With the Ascension we bookend the life of Jesus, in a way. Having become incarnate and having endured death, Jesus now returns to God. There’s a great Advent hymn that says it well: “From God’s heart the Savior speeds/ Back to God his pathway leads/ Out to vanquish death’s command/ back to reign at God’s right hand.” I don’t know about you, but that’s always the troublesome thing with the Ascension: where is this right hand? Or as a theologian once put it, where did the body go? From a received view of history, the ancient peoples may not have had as much a problem as we do. They had a heaven above where it made sense for Jesus to reside. John Lennon asked people to imagine that there’s no heaven, no hell below us, above us only sky, but with all due respect to him, we don’t need to imagine that. We know that. We can see it with our own telescopes.
Where did the body go? It’s not a dumb question. We believe the resurrection of Jesus. By dying, Christ destroyed our death; rising, he restores our life. If there was not resurrection, our lives have not been restored. So this question about the body seems to me to be important. It is foolish to believe it, I know. We do a lot of foolish things here at church, and we believe a lot of things that, at first blush, seem like nonsense. We are at a disadvantage, we moderns, with our mastery over nature, our marvelous movie heroes, and our astronauts. I think it keeps our imagination confined to what Luke and the whole of Holy Scripture is trying to tell us about Ascension. So I propose we look a little bit at Martin Luther, who had never seen a superhero movie or watched Spock disappear from a planet’s surface. I would say, however, that Luther was better versed in Scripture than anyone alive today, and I think we could learn a thing or two from him.
First, he calls the idea of God sitting on a golden throne “childish” and made up. Christ is not sitting beside a king in a court. “The Scriptures teach us, however, that the right hand of God is not a specific place…but is the almighty power of God, which at and the same time can be nowhere and yet must be everywhere.” God is not measured or restricted to a place or a region. Where did Jesus go when Jesus ascended to the right hand of the Father? Up, down, and all around. He didn’t go anywhere. He went everywhere at once. I like the way Luke says he withdrew from the disciples—it’s almost like he took his presence away from them. It’s very courtly in its own way: the Christ has withdrawn and shall we not all retire unto Jerusalem? But I think it’s almost the perfect way of speaking about Jesus’ presence.

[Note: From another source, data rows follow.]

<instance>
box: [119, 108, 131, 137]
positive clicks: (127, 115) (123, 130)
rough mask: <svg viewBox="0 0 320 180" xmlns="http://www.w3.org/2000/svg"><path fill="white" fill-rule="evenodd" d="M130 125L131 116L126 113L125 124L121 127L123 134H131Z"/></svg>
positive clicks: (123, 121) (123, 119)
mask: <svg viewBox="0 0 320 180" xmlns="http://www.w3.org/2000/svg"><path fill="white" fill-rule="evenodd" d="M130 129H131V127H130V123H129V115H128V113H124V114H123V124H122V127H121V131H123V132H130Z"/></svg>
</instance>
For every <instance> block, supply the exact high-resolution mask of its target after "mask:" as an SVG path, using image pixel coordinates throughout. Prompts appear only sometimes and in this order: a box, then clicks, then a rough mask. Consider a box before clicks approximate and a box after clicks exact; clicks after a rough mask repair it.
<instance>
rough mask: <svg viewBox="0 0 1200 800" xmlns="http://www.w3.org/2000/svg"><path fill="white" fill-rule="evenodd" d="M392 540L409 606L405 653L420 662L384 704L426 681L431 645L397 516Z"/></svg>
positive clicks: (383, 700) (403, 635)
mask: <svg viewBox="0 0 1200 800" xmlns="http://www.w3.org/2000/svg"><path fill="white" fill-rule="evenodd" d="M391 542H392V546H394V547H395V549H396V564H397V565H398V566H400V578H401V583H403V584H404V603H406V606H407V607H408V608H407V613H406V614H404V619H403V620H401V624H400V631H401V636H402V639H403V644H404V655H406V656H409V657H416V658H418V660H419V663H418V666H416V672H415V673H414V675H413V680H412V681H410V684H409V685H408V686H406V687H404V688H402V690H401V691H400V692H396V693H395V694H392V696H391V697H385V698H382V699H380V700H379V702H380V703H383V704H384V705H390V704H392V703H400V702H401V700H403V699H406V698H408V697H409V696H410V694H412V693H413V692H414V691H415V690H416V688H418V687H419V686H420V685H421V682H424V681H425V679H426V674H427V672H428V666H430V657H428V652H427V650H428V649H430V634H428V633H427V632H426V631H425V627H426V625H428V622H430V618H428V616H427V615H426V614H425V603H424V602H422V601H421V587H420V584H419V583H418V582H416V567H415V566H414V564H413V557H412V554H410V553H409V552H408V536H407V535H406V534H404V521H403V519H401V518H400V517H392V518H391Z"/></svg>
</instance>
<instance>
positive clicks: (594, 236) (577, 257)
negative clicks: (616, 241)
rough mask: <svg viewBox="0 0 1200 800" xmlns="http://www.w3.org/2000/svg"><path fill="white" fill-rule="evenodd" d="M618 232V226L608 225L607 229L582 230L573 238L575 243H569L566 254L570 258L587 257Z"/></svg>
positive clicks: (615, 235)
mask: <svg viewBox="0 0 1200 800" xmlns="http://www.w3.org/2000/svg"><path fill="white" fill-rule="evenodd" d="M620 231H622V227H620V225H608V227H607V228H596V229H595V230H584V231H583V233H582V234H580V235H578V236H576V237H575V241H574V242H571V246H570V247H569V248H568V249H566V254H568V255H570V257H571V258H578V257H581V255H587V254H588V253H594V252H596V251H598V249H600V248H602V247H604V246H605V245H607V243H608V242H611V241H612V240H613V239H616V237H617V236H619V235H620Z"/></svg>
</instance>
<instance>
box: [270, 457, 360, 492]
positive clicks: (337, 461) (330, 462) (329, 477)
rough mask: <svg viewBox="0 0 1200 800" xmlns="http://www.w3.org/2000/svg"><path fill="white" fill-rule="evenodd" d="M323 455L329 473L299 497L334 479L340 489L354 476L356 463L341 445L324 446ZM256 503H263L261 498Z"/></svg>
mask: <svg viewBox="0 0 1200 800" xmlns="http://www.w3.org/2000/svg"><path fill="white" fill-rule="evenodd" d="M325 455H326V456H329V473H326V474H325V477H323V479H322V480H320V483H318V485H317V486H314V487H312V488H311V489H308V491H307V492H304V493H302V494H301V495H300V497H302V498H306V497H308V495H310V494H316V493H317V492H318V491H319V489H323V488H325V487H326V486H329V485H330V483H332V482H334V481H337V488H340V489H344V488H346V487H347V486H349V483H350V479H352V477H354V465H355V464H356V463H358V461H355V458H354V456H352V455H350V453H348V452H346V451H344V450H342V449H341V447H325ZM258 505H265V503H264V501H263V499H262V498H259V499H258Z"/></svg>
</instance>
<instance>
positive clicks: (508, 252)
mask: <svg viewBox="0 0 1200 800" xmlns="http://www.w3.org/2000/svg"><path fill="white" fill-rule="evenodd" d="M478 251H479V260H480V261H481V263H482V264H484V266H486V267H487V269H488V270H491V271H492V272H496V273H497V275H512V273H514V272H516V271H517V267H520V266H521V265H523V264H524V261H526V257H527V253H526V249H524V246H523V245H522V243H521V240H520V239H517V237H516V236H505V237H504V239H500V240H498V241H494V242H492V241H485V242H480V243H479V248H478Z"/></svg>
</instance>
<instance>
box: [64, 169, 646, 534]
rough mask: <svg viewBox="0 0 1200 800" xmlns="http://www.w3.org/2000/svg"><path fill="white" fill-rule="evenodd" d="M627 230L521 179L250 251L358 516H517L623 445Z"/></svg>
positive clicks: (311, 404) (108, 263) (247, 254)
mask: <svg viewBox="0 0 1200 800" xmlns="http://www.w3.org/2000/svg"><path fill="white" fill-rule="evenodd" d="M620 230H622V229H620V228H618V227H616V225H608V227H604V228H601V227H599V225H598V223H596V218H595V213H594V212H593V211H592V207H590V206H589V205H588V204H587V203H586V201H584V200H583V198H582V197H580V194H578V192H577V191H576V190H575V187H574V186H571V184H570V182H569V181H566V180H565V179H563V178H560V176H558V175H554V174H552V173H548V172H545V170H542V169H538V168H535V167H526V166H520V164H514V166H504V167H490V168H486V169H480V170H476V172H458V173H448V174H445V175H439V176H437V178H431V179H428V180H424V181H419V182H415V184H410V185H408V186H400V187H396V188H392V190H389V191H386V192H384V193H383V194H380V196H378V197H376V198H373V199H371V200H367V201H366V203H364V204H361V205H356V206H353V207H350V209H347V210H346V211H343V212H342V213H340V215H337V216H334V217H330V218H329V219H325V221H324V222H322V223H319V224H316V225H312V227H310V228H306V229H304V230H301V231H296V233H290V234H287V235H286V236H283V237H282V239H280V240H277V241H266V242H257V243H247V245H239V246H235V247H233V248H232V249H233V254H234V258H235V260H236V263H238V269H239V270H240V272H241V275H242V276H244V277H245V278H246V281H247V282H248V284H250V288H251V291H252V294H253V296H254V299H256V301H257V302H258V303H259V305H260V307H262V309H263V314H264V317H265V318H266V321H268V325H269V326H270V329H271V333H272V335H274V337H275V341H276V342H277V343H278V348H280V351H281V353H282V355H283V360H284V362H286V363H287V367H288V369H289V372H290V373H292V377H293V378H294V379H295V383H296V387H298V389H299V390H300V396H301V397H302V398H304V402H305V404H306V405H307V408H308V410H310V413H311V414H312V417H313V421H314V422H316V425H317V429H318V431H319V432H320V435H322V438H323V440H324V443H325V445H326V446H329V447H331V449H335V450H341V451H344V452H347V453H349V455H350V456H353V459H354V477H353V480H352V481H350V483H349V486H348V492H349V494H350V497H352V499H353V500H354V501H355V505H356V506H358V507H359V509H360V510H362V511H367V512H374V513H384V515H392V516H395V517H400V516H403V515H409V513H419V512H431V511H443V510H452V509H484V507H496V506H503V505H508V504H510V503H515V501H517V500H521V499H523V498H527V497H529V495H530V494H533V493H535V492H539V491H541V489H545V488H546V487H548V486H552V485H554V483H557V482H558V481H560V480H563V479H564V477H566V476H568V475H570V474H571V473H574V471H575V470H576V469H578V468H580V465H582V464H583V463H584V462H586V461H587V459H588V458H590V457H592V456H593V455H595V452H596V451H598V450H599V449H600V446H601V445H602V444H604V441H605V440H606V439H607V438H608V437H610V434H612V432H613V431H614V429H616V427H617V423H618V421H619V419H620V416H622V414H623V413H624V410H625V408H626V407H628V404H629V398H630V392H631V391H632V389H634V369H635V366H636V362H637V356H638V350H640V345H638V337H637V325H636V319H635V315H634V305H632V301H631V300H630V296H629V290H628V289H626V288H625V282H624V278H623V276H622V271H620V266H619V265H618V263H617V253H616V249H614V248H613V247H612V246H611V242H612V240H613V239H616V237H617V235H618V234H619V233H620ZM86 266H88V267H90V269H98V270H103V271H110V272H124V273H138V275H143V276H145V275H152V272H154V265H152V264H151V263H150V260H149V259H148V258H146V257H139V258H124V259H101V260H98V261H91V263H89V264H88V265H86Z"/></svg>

So where is Jesus then? Luther goes on to say about the location of the power of God: “…it must essentially be present at all places, even in the tiniest tree leaf. The reason is this: It is God who creates, effects, and preserves all things through his almighty power and right hand…nothing can be more truly present and within all creatures than God himself with his power.” I love this idea: God is more present to us than we are to ourselves, just as God is further from us than the furthest reach of space. Where did Jesus go? To the right hand of God, which is everywhere and nowhere, within and without us. Is it strange? It is strange to say that someone was raised from the dead.
But do not look for him with microscopes and telescopes. He can…withdraw. Luther was eager to say that even the resurrected Jesus is at the right hand of the inexpressible God—but that we are not there. All space and time might be present to God at once; but we don’t have such a vantage point. We are all vanishing in the swift river of time. So, God searches us out and gives us something to grasp: God’s promise in the Word. Where did Jesus ascend? Jesus ascended to the church, which is his body birthed in Baptism and nourished by Holy Communion.
God’s power is evident in our Ephesians reading today. There’s a strange moment at the end of our Ephesians reading today, after Paul starts talking about the power of God and God seating Christ at his right hand. He says, “And God has put all things under his feet and has made him the head over all things for the church, which is his body, the fullness of him who fills all in all.”